Spurgeon's Lectures to My Students - Our Public Prayer (Pt 2)
Series Readings from C. H. Spurgeon
In this final part of his lecture concerning public prayer; Mr. Spurgeon expresses his very strong belief that the use of “common vulgarities” as he calls them should not at all be used in public prayer.
He is forceful in stressing that if preachers quote Scripture in their prayers, then they should make certain they quote it correctly. He illustrates this point by quoting examples he is aware of, where words have been changed, or where, as he puts it, there has been – “unhappy alterations of Scripture language.” “If you cannot make extracts from Scripture correctly,” he says, “why quote it at all in your petitions.”

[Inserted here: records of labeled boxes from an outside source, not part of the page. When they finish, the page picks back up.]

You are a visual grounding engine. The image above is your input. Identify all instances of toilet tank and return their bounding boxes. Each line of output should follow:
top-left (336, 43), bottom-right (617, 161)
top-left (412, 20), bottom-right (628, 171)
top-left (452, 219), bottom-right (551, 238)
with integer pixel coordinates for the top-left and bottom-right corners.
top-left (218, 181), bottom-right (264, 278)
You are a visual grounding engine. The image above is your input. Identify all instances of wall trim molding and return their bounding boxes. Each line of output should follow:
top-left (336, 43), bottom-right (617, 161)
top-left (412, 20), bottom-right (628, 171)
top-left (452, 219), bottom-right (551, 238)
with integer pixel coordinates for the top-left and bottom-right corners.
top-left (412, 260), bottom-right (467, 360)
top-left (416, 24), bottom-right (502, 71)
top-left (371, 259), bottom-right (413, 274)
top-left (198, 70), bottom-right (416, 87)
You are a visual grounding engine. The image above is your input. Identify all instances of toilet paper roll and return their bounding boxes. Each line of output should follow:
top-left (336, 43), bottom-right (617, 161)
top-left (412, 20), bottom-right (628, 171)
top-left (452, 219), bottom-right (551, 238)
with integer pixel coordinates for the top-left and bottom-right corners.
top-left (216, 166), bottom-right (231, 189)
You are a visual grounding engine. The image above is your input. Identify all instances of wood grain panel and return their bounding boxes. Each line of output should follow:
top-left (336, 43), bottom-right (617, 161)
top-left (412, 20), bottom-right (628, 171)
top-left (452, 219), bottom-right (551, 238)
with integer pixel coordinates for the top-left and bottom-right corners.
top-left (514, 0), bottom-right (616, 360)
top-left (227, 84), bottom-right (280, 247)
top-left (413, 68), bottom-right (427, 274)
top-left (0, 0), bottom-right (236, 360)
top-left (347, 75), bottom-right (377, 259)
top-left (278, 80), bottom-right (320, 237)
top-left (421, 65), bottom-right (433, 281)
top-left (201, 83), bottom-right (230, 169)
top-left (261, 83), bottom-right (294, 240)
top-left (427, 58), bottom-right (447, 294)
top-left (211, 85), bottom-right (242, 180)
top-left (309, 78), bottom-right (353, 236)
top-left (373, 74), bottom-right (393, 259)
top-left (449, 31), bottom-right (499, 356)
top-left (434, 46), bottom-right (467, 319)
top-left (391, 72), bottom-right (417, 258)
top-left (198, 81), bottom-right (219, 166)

He describes as “unnatural” preachers “praying with their eyes open”. He makes reference to “Action in prayer”; and that – “The voice should accord with the matter”; it “should never be boisterous, or self-asserting”: but – “humble and reverent let those tones be in which man talketh with his God.”
It seems that he favoured varying the order of service “as much as possible”, and he gave his students advice to “vary the length of your public prayers” – particularly suggesting that they should not be too long.
Mr. Spurgeon gave advice that preachers should – “vary the current (topics) of your prayers in intercession”, and that preachers should – “keep from all attempts to work up spurious fervour in public devotion.”
Preparation for prayer should mean that any such preparation should be – “not the preparation of the head, but of the heart”, and he draws to a close by telling his students – “while your people may sometimes feel that the sermon was below the mark, may they also feel that the prayer compensated for it all.”